Many bacteria belong to the opportunistic flora. They can be located in almost all parts of the body, most often in the gastrointestinal tract. One of the representatives of such microorganisms is Enterobacter cloacae. These bacteria live together with a person constantly, and do not harm his condition in any way. Under the influence of unfavorable factors, they begin to multiply intensively, as a result of which they become pathogenic. Enterobacteriaceae are ubiquitous; they can live both in a free state (in rivers, wastewater, on the surface of plants) and inside the body of humans and animals. Enterobacter cloacae are saprophytes that live on the mucous membrane of the small and large intestines, in the distal parts of the digestive tract.

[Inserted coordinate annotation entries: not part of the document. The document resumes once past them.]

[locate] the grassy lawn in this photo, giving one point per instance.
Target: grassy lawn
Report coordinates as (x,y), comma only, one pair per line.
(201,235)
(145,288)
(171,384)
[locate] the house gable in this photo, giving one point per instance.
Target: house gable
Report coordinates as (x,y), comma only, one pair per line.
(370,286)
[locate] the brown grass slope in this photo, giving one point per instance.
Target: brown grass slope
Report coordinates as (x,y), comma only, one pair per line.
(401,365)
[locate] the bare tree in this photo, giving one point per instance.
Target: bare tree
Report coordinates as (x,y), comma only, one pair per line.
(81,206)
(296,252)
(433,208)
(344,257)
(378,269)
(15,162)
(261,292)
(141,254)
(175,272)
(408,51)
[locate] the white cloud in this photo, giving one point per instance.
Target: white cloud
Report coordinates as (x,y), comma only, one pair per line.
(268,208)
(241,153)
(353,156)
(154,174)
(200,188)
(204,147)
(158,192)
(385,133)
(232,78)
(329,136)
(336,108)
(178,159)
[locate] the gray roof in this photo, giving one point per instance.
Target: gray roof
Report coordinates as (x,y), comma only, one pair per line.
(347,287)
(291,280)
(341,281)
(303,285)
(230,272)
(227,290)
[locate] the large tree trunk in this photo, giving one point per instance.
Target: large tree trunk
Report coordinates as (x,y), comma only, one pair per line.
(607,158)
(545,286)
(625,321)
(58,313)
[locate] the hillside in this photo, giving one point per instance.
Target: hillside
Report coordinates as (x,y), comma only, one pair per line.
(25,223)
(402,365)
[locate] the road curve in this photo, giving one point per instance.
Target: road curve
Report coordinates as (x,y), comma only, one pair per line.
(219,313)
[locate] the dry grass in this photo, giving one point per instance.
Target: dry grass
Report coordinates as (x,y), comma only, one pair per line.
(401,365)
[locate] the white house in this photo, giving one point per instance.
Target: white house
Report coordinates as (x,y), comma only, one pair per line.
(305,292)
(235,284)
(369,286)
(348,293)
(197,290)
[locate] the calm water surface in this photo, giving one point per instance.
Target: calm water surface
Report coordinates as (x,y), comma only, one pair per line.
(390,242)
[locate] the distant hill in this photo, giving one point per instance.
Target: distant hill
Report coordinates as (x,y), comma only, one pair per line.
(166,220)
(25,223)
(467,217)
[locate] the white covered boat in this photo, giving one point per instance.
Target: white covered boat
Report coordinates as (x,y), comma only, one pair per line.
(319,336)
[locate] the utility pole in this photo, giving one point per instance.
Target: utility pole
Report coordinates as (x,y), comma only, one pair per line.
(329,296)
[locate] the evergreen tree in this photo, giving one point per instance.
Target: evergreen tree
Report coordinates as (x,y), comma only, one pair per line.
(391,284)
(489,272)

What is a biochemical stool analysis?

Unlike other types of stool collection, biochemical analysis is convenient, fast and highly informative. Called express diagnostics, biochemical analysis has one single function - determining the spectrum of fatty acids in the patient’s body. It is fatty acids that are the main result of the rapid activity of the colon microflora. This process allows not only to identify and recognize the number of pathogenic and opportunistic microorganisms in the intestine, but also to establish the place where the most significant changes and disturbances occurred.

Among the advantages of this research method are:

Speed. The results of biochemical analysis can be known within an hour after stool collection. High sensitivity. This technique allows you to make a diagnosis of the patient as accurately and clearly as possible. Ease of verification. If you are unable to deliver stool to a medical facility within three hours of collection, do not worry. Having ordered a biochemical analysis, you can deliver the material to the hospital even the next day. No additional nuances during preparation. Biochemical analysis of feces is a modern, fast and quite convenient method for studying the state of the intestinal microflora.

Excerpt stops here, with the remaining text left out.